Looks great from the top.. I didnt cut a single fan leaf on my GWS scrog, just the bottom. You can move the fan leaves out of the way.. they wont mind


----------



## smokingjoe (Aug 11, 2009)

I avoid cutting off fan leaves like the plague; unless of course they are unhealthy looking and will ultimately fall off anyway.


----------



## dirtyolsouth (Aug 12, 2009)

Hi everyone...

Thanks for stopping by the thread and chiming in.  Thanks for all the great SCROG ideas and observations Aplasia...  I think I'll just let it rock from here.

Peace!


----------



## TURKEYNECK (Aug 12, 2009)

dirtyolsouth said:
			
		

> Hi everyone...
> 
> Thanks for stopping by the thread and chiming in. Thanks for all the great SCROG ideas and observations Aplasia... I think I'll just let it rock from here.
> 
> Peace!


 
Thats right,  no need to tuck anymore....you runnin a journal mang?


----------



## Strawberry Cough (Aug 12, 2009)

Though this SCROG technique looks interesting, I don't understand what is the point to retard the growth of your plants.


----------



## smokingjoe (Aug 13, 2009)

Strawberry Cough said:
			
		

> Though this SCROG technique looks interesting, I don't understand what is the point to retard the growth of your plants.


 
Once the screen is filled there is no need for futher stretch.  Retarding it at that point can allow the plant to concentrate on bulking up the buds.


----------



## dirtyolsouth (Aug 13, 2009)

Strawberry Cough said:
			
		

> Though this SCROG technique looks interesting, I don't understand what is the point to retard the growth of your plants.

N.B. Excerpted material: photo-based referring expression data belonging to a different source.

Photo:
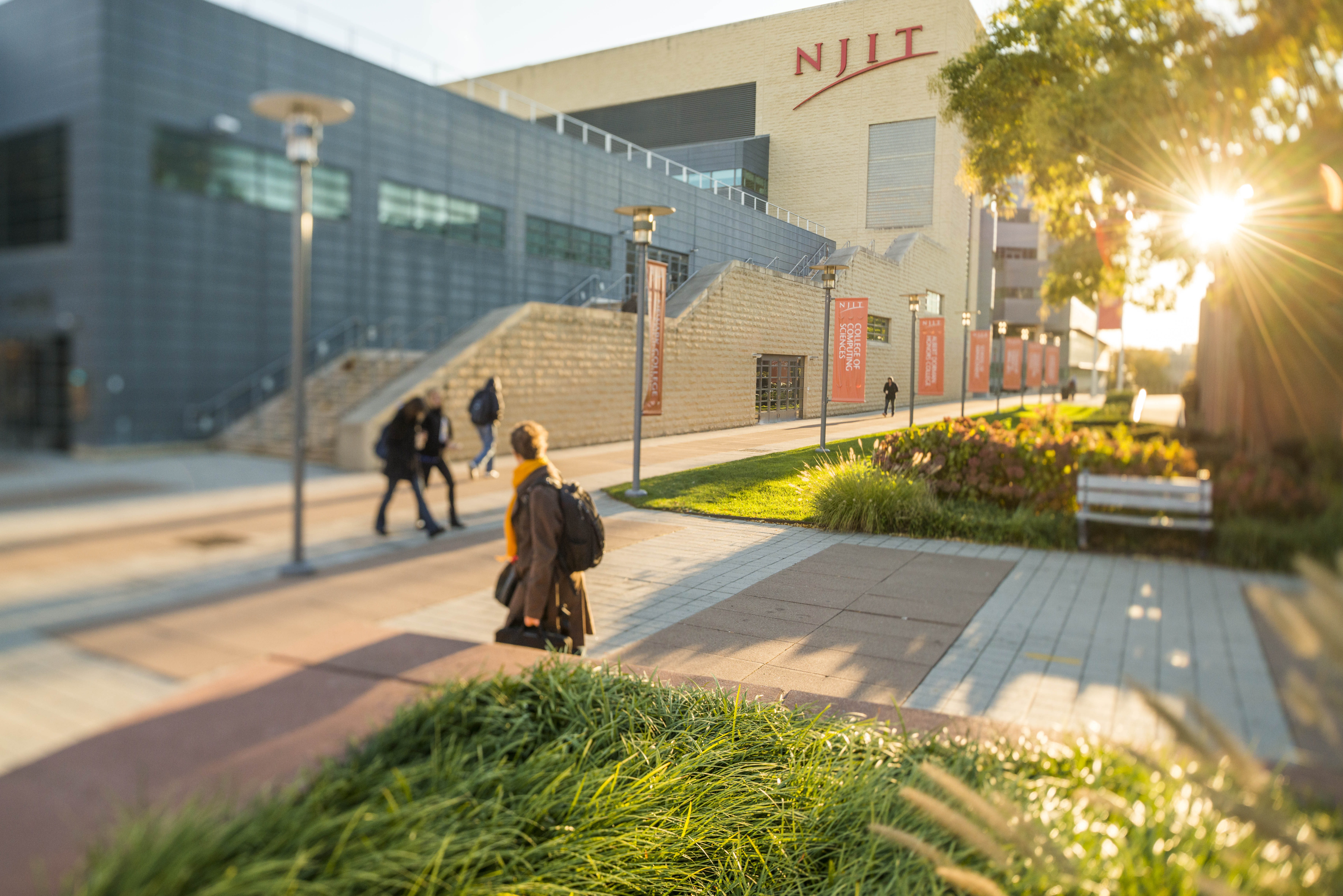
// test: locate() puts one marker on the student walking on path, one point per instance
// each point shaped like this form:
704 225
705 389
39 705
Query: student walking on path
403 440
438 439
891 390
534 527
485 409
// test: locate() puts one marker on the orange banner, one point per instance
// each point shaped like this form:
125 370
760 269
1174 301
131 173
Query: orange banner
1012 365
1035 363
851 367
657 336
1110 312
981 355
933 346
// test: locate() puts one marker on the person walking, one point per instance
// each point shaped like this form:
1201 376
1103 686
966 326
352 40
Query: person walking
534 527
485 409
891 390
403 440
438 439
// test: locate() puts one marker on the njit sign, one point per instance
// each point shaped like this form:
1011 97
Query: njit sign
872 58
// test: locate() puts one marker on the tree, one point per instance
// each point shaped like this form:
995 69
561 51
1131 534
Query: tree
1122 115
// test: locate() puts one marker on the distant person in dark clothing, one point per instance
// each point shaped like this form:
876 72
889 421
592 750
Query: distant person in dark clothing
405 440
485 409
891 390
534 529
438 439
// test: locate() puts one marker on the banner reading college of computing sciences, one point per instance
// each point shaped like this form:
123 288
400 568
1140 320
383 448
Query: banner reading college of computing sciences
1012 365
981 354
1051 366
1035 363
657 336
933 343
851 369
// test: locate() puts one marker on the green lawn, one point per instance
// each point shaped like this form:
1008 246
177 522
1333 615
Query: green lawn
570 781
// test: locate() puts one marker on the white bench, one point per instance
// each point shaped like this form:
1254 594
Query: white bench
1186 496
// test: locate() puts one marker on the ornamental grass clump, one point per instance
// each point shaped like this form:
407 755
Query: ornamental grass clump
851 495
1033 464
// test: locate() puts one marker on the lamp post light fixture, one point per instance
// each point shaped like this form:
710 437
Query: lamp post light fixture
644 228
965 357
1002 366
914 351
304 115
828 283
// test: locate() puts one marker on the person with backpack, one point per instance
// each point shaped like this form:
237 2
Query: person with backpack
891 390
546 538
485 409
399 445
438 437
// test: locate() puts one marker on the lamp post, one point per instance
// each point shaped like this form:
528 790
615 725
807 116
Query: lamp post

Smokingjoe nailed it...   just look at him!   I could have flowered it smaller  with a smaller root structure and not use the Bushmaster and probably get close to the same fullness in the canopy but in theory with the increased veg and root zone it should bulk up a little more.  But I'll admit that the use of BM with a SCROG isn't necessary to control height just how much veg growth..

Peace!


----------



## TURKEYNECK (Aug 13, 2009)

Strawberry Cough said:
			
		

> Though this SCROG technique looks interesting, I don't understand what is the point to retard the growth of your plants.


 
Scrog is the best way to utilize ALL of your light.


----------



## Strawberry Cough (Aug 17, 2009)

Why not just continually top and keep spliting the buds without regarding growth with a screen?  It seems a little like the way the Japanese used to retard the growth of women's feet by keeping them in shoes way too small.


----------



## dirtyolsouth (Aug 20, 2009)

Strawberry Cough said:
			
		

> Why not just continually top and keep spliting the buds without regarding growth with a screen?  It seems a little like the way the Japanese used to retard the growth of women's feet by keeping them in shoes way too small.

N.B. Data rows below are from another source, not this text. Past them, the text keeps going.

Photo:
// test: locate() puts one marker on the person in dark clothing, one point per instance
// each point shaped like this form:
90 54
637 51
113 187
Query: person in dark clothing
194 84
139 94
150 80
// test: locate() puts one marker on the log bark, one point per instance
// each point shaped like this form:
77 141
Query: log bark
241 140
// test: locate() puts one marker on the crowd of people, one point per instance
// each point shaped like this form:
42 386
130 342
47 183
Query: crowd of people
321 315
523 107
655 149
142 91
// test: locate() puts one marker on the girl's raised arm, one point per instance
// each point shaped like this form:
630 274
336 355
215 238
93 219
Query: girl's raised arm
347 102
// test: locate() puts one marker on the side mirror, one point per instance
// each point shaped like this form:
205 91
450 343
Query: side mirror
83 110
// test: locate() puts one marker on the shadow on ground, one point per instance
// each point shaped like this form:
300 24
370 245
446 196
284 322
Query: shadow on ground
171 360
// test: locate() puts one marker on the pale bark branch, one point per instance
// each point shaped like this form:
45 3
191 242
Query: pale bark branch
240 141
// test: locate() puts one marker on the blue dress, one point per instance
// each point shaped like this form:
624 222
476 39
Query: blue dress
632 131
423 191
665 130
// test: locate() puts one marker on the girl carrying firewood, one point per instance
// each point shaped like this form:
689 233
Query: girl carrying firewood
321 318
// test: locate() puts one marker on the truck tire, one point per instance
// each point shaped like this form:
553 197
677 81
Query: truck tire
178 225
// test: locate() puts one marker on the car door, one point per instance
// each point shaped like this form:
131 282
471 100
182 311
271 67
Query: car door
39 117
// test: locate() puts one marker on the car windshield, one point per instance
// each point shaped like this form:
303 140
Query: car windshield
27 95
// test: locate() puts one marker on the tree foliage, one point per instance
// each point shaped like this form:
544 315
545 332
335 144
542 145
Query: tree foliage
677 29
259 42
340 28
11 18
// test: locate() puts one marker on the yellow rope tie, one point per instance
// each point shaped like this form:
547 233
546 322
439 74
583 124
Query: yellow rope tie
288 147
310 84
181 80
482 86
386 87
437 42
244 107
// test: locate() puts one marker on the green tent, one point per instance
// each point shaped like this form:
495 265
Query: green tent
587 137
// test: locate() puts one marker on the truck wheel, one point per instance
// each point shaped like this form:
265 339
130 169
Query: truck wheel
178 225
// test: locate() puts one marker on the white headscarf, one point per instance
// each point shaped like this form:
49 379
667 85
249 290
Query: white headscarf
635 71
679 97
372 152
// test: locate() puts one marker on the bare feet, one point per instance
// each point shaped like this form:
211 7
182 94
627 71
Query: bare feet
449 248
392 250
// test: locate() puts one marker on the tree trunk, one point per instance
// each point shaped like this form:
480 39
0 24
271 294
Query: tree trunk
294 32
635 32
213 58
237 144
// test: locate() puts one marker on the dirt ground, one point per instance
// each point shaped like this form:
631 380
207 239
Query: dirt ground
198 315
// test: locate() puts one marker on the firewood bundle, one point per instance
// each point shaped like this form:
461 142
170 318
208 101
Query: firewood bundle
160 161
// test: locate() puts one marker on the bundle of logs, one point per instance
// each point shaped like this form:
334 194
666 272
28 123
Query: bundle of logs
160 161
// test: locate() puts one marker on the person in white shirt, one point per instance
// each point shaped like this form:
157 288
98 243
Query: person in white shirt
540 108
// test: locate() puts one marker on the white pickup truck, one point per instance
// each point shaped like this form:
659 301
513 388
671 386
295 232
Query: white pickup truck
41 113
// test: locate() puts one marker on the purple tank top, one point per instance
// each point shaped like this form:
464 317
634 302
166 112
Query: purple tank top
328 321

I'm the foot stuck in the shoe in this situation and it trickles right down to my plants.  It would be great if growing where I lived was legal but just like the majority of growers I live where you can get an orange jump suit and a suite courtesy of the state if you're caught growing weed.  It would be great if I had a nice space in a room and didn't have stuff my grow into a 2 x 4 x 8 closet but such is reality and until the man decides to do otherwise and stop persecuting this magic herb I'll keep doing whatever I have to in order to produce top quality meds in a less than ideal space. 

Peace!


----------



## robbiegy2k (Sep 15, 2009)

Not that i can make much of a judgement but it certainly looks good to me DOS   hopefully we'll see some pics nearer to harvest time


----------



## IRISH (Oct 26, 2009)

any updated pics dos?...


----------



## nvthis (Oct 27, 2009)

Yup Irish, I'm with you on that one!


----------



## dirtyolsouth (Oct 27, 2009)

Hi gang...

Well I'm a total schlub in this one...   At the time of harvest I had seedlings that were ready for sexing getting too big for my veg space and then....  In the 11th hour my WW started to spit out nanners....   so I remember harvesting the SCROG in a flurry of activity and alas... NO pics of the final screen...   

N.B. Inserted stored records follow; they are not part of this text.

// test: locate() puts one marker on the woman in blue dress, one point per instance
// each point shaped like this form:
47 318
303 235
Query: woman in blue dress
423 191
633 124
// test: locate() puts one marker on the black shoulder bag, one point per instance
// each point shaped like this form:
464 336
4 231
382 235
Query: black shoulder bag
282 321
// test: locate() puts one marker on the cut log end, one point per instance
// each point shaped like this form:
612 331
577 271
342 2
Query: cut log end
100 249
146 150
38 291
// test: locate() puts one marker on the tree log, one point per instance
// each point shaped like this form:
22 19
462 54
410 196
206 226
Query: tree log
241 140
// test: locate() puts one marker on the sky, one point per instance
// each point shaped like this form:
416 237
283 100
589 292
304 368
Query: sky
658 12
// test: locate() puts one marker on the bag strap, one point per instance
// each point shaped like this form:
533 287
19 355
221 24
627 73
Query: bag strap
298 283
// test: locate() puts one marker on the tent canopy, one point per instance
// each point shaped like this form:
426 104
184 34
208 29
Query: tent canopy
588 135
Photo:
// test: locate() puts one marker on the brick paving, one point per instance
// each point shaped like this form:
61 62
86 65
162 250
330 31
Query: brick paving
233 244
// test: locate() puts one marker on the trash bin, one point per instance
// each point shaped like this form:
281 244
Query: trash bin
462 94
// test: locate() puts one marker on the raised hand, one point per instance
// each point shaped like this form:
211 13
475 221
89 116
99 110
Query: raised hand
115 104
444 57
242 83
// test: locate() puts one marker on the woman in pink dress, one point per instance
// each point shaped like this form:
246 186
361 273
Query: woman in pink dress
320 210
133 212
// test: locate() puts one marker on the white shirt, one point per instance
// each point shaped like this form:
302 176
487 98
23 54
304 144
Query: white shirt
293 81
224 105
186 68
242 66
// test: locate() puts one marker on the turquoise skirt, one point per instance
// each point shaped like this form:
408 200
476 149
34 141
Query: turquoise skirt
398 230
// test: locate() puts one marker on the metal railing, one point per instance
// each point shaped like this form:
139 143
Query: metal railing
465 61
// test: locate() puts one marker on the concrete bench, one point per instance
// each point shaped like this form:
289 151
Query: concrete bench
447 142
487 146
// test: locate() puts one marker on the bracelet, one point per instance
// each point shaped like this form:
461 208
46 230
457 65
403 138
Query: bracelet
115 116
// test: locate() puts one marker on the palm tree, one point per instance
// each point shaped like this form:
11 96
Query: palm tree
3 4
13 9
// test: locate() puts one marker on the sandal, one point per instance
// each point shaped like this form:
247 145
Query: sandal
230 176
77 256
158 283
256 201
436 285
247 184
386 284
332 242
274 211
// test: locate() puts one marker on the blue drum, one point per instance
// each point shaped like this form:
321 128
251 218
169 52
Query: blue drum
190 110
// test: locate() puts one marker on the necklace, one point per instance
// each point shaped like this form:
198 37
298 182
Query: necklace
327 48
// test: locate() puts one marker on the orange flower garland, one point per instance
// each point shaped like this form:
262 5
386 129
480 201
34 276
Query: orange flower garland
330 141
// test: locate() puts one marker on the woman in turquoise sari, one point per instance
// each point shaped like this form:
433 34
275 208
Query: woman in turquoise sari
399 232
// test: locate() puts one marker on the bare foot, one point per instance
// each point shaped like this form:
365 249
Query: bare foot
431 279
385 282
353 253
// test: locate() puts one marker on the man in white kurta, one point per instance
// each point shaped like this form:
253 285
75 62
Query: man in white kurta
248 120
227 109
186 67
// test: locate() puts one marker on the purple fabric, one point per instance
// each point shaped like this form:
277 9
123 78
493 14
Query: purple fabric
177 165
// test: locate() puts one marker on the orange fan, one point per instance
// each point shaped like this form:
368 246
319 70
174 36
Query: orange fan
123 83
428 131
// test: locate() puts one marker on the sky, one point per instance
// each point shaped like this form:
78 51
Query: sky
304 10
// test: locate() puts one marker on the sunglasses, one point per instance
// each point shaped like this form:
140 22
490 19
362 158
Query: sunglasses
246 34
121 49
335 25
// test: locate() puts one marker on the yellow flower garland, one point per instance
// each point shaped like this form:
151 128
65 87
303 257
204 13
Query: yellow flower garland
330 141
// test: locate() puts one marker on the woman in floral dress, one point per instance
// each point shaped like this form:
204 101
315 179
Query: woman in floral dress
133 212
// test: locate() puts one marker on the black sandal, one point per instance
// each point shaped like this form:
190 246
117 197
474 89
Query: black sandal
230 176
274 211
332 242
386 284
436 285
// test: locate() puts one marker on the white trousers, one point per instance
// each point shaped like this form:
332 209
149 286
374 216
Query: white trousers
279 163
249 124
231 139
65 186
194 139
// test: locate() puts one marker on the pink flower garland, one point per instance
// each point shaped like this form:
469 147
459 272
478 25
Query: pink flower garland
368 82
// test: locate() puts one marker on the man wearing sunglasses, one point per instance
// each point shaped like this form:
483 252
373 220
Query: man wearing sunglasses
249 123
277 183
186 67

They didn't get much fatter above the screen but all the buds were very nicely and uniformly developed and dank...   I got around 3 oz off of her but god I HATE harvesting a screen of buds...  it's a real pain cuz the buds really grow into the chicken wire...   

Anyhoooo...  Onward & dankward...  no more SCROGS for me unless I have to hold buds out of the lights...

Peace!


----------



## dr pyro (Oct 29, 2009)

hey dirty just got some questions. how big of an area did you do this in and what was your light size


----------